Article 38, Section 5 of the Irish Constitution provides for trial by jury for those accused of criminal charges. This article applies except for cases involving minor offences, military tribunals, and as described in Section 3, Subsection 1, “cases where it may be determined in accordance with such law that the ordinary courts are inadequate to secure the effective administration of justice, and the preservation of public peace and order.” In line with this constitutional article and the Offences Against the State Act of 1939, the Irish government established the Special Criminal Court to handle “scheduled offences” as determined by the Attorney General. The Special Criminal Court should be abolished because it is a draconian juryless court, which is utilized by the Irish government in order to guarantee convictions and deny the chance of a fair trial.
The Offences Against the State Act of 1939, Section 38, formally established the Special Criminal Court against the backdrop of the beginning of World War Two and rising IRA activity. The Court has been in operation from 1939-1946, 1961-1962, and 1972 to the present. Each establishment of the Special Criminal Court was justified under “emergency” measures, most recently due to The Troubles in Northern Ireland. Such emergency measures were never intended to be used on such a permanent basis, as it negates the whole concept of emergency measures and ushers in a different standard of law. It is incredibly ironic that the Special Criminal Court was created by former IRA members in order to prosecute subsequent IRA members. Today, the Special Criminal Court is used primarily to prosecute organized crime, and is still used to prosecute Irish Republicans.

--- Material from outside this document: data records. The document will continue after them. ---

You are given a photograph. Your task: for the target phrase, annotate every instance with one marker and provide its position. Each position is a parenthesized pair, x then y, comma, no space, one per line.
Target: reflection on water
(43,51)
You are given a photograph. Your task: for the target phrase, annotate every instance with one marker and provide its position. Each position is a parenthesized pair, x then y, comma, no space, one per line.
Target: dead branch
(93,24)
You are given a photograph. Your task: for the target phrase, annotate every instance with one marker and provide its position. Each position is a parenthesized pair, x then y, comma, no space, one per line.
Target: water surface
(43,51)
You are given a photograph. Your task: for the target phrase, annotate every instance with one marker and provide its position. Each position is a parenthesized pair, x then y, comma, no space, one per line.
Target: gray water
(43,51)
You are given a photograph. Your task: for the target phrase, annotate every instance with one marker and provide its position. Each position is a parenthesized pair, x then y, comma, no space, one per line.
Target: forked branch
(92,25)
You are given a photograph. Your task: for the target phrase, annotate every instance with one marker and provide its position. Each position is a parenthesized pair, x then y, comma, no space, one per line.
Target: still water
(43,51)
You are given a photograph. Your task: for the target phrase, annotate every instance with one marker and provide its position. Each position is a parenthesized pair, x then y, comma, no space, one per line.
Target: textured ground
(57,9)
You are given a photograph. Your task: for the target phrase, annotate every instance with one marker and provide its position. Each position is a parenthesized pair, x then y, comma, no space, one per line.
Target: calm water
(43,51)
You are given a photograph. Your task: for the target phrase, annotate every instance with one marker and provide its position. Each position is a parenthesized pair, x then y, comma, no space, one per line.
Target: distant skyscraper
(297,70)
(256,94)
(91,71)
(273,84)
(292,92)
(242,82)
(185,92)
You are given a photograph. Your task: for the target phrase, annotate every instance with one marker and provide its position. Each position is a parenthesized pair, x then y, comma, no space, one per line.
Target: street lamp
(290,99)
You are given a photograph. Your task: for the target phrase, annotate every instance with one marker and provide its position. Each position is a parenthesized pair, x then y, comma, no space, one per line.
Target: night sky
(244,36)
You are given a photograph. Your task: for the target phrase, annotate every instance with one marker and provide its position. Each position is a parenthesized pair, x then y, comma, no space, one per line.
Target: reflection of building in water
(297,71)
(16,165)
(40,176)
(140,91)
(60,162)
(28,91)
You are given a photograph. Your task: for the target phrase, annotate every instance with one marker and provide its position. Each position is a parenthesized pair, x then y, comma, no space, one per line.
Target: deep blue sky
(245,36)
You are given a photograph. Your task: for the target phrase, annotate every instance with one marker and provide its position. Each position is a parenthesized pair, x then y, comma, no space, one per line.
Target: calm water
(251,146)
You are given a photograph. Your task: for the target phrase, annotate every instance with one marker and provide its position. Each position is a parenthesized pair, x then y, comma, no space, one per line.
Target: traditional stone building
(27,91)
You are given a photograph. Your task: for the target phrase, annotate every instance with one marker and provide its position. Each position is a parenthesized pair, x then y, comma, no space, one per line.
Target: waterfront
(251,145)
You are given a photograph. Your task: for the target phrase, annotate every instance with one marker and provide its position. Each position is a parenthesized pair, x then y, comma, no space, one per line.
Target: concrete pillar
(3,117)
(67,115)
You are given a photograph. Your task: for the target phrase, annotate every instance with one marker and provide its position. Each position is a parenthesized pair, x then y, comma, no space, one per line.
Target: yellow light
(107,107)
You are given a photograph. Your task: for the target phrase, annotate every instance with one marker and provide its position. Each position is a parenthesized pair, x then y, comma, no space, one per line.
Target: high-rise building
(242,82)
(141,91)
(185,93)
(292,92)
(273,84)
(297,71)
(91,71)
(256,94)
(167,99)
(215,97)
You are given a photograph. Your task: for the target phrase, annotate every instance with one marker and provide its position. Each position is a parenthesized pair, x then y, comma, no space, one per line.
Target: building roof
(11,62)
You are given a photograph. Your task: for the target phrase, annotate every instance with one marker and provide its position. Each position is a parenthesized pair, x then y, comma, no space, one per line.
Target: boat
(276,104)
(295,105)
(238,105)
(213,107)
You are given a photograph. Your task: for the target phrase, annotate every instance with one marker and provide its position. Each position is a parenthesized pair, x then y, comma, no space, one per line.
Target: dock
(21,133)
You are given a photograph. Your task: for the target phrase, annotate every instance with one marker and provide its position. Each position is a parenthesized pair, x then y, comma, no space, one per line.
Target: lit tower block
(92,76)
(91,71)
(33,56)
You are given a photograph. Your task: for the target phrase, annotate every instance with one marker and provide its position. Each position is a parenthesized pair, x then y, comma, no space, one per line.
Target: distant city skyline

The Special Criminal Court regularly comes under fire from human rights groups for its apparent irregularities in a democratic society. In 1993, the United Nations Human Rights Conference determined that the Special Criminal Court was not justified under the present circumstances – 27 years after this UN report, the vast majority of republican and loyalist paramilitaries have ceased their campaigns, and yet the Irish government continues to exploit their emergency powers. Emergency powers are a bending of the rules to suit a particular situation, but when emergency powers go beyond a temporary measure, they create a de facto two-tiered system of law. The Irish Constitution has allowed these circumstances to arise, so comparatively, the United States Constitution provides a much more equitable justice system.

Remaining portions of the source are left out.